National histories are fabricated and destroyed often, and with changing narratives of the past come varying definitions of the cultural heritage of a country’s people. However, while official narratives transform depending on political climates, it remains that culture is not immutable and is instead ever-changing, constantly in flux like a river gathering sediment from wherever it runs. And like a river that eventually merges with another, the boundaries are just as muddled and hazy.
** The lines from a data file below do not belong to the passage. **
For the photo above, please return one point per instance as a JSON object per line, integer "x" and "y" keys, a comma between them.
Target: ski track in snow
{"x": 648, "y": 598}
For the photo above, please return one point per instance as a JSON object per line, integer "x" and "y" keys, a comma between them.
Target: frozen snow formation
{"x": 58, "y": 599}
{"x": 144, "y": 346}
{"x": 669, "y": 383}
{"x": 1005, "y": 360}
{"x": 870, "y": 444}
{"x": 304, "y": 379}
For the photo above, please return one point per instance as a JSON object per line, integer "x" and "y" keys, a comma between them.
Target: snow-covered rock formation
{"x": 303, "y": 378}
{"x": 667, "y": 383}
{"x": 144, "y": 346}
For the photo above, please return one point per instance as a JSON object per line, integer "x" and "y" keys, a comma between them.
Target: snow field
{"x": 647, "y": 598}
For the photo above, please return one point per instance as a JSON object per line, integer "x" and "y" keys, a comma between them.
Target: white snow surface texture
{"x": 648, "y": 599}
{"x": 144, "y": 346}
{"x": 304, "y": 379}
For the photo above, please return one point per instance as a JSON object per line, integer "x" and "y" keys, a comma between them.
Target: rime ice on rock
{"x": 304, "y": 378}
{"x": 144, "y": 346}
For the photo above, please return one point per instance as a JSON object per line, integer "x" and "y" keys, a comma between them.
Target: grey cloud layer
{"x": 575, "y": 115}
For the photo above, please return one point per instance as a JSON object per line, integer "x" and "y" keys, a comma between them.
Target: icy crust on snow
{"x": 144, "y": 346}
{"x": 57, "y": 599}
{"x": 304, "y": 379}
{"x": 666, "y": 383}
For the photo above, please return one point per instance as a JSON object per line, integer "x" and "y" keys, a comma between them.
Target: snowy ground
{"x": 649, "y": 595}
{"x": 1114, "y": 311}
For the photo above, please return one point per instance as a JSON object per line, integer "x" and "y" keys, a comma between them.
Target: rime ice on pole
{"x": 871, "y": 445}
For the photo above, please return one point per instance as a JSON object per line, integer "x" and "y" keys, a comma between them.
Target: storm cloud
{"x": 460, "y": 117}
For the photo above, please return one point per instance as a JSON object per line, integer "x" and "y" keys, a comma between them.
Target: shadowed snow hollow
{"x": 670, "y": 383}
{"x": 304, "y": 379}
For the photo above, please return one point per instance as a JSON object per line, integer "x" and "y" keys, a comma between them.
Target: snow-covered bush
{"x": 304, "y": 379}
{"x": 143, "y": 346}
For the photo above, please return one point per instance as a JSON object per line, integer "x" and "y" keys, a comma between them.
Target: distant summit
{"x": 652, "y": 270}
Regardless, a global society so heavily focused on identity does not take kindly to that which is difficult to classify. In the modern world, where a sense of alienation permeates across populations of increasingly distant people in an unprecedentedly connected world, the illusion of a fixed identity serves as an anchor. For a people starved of belonging, increasingly confused and untethered, regardless of which side of the border one chooses to look at, the questions of identity and ownership are sensitive ones, bound to trigger some level of emotional outrage in the theatre of social media.

Crying ‘cultural appropriation

With ‘cultural property,’ the intangible becomes commodified, and ownership of commodities must be claimed. In her tirade against Bhansali’s Heeramandi venture, Shah deemed the director’s project an ‘appropriation’ of Pakistani culture. The level playing field between India and Pakistan would suggest otherwise. How does one steal something from another that was shared between the two to begin with? This is not to say that issues of appropriation do not exist, but that they do so in conjunction with a pre-existing power imbalance. When choosing to share narratives that may not immediately be one’s own, it is best to ask who’s story is being told to whom, and to what end. However, one cannot threaten to aim nuclear warheads at one another and claim victimhood in the same breath.

Creativity in Pakistan is stagnating, yet talk of the ‘revival of Pakistani cinema’ is thrown around with careless abandon, despite the fact that in searching for the much-needed spark on the silver screen, TV appears to have slowly lost its lustre as well. Each week brings with it announcements of more of the same, each time with some level of increased fanfare. Ping-ponging between the latest army offering and narratives of domestic disputes, a rich shared tradition stands ignored over petty disputes of ownership.

While the country suffers from the silencing of stories that cannot be told, due to reasons ranging from religious extremism to disapprovals of a more political nature, the repeated refusal to embrace diverse and colourful narratives due to a misplaced sense of patriotic duty during a time of such severe creative lack is nothing short of a tragedy. Perhaps if the film and TV industries opened themselves up to telling stories of shared human experience, not just those that feed into the narrative of cultural differences and, more often than not, superiority, salvation, even the coveted “revival” may end up just within reach.